The readiness check applies when you:

  • mint to the connected wallet
  • burn from the connected wallet
  • transfer from the connected wallet

When the allowance is too low, use Approve fee allowance from the confirmation screen. The approval flow selects the required spender. Once approved, the readiness check updates so you can submit the original workflow.

When an operator workflow charges a different wallet, such as minting to another recipient or burning another holder, that third-party wallet is not preflighted in the confirmation screen. Confirm the fee-token balance and allowance with that holder before submitting.

When a workflow is missing or disabled, start with access and state. Check your token-level role assignments on the Permissions tab. Confirm the asset is not paused and that the required compliance module or token feature is configured. If the check still fails, review the system-level feature flag for that workflow.
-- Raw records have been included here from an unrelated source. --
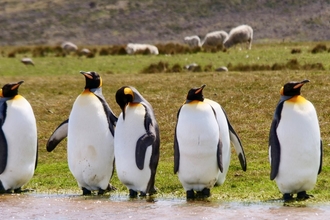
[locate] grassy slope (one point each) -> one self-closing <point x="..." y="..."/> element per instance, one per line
<point x="248" y="97"/>
<point x="119" y="22"/>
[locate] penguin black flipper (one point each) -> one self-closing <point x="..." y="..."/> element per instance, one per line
<point x="145" y="141"/>
<point x="58" y="135"/>
<point x="237" y="143"/>
<point x="112" y="119"/>
<point x="321" y="156"/>
<point x="219" y="146"/>
<point x="219" y="156"/>
<point x="176" y="149"/>
<point x="36" y="163"/>
<point x="3" y="141"/>
<point x="274" y="144"/>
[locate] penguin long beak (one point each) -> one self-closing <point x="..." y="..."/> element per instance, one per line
<point x="301" y="83"/>
<point x="86" y="74"/>
<point x="200" y="89"/>
<point x="123" y="108"/>
<point x="16" y="85"/>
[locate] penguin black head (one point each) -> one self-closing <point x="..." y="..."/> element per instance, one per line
<point x="10" y="89"/>
<point x="93" y="80"/>
<point x="292" y="88"/>
<point x="124" y="95"/>
<point x="196" y="94"/>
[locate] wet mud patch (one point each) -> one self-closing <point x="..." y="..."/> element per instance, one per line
<point x="53" y="206"/>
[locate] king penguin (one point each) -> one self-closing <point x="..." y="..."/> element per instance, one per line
<point x="228" y="136"/>
<point x="295" y="145"/>
<point x="18" y="139"/>
<point x="198" y="149"/>
<point x="137" y="142"/>
<point x="90" y="131"/>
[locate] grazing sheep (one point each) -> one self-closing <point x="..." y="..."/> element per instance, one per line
<point x="85" y="51"/>
<point x="215" y="38"/>
<point x="193" y="41"/>
<point x="27" y="61"/>
<point x="133" y="48"/>
<point x="69" y="47"/>
<point x="239" y="34"/>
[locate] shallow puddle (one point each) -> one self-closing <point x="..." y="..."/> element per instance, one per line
<point x="51" y="206"/>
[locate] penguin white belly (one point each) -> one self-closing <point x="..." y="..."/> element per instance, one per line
<point x="225" y="139"/>
<point x="128" y="131"/>
<point x="299" y="136"/>
<point x="90" y="143"/>
<point x="20" y="130"/>
<point x="198" y="136"/>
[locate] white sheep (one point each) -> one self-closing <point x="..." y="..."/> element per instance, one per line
<point x="193" y="41"/>
<point x="215" y="38"/>
<point x="239" y="34"/>
<point x="85" y="51"/>
<point x="27" y="61"/>
<point x="133" y="48"/>
<point x="69" y="47"/>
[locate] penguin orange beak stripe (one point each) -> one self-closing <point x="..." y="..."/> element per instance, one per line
<point x="301" y="84"/>
<point x="200" y="89"/>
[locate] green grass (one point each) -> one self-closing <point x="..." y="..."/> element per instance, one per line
<point x="249" y="99"/>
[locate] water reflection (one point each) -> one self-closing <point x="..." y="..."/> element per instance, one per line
<point x="73" y="206"/>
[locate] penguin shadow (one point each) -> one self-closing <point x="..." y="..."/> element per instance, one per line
<point x="16" y="191"/>
<point x="292" y="201"/>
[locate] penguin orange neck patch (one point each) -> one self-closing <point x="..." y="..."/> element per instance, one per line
<point x="134" y="104"/>
<point x="86" y="92"/>
<point x="297" y="99"/>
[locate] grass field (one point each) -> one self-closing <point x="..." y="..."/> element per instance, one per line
<point x="248" y="97"/>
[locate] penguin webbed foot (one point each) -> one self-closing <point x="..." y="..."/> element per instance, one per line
<point x="190" y="194"/>
<point x="303" y="196"/>
<point x="287" y="197"/>
<point x="132" y="193"/>
<point x="205" y="193"/>
<point x="86" y="192"/>
<point x="20" y="190"/>
<point x="152" y="191"/>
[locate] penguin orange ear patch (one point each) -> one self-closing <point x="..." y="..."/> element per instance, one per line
<point x="14" y="87"/>
<point x="298" y="85"/>
<point x="88" y="75"/>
First, confirm you hold a management role on the asset. A viewer with no role sees the view-only access banner and disabled controls.

Next, check wallet conditions. Your wallet needs enough balance for holder workflows. When the asset uses an external transaction fee, the fee-token balance and allowance must be sufficient. Confirm the system-level feature and permission for the workflow are enabled.

For verification workflows: the asset must have a token identity. For collateral updates: the collateral module must be configured and a token identity address must be available. For token-sale creation, four conditions apply. Token sales must be enabled. Your user must have token-sale creation permission. The asset must carry a registered token identity, and a token-sale addon factory must be available.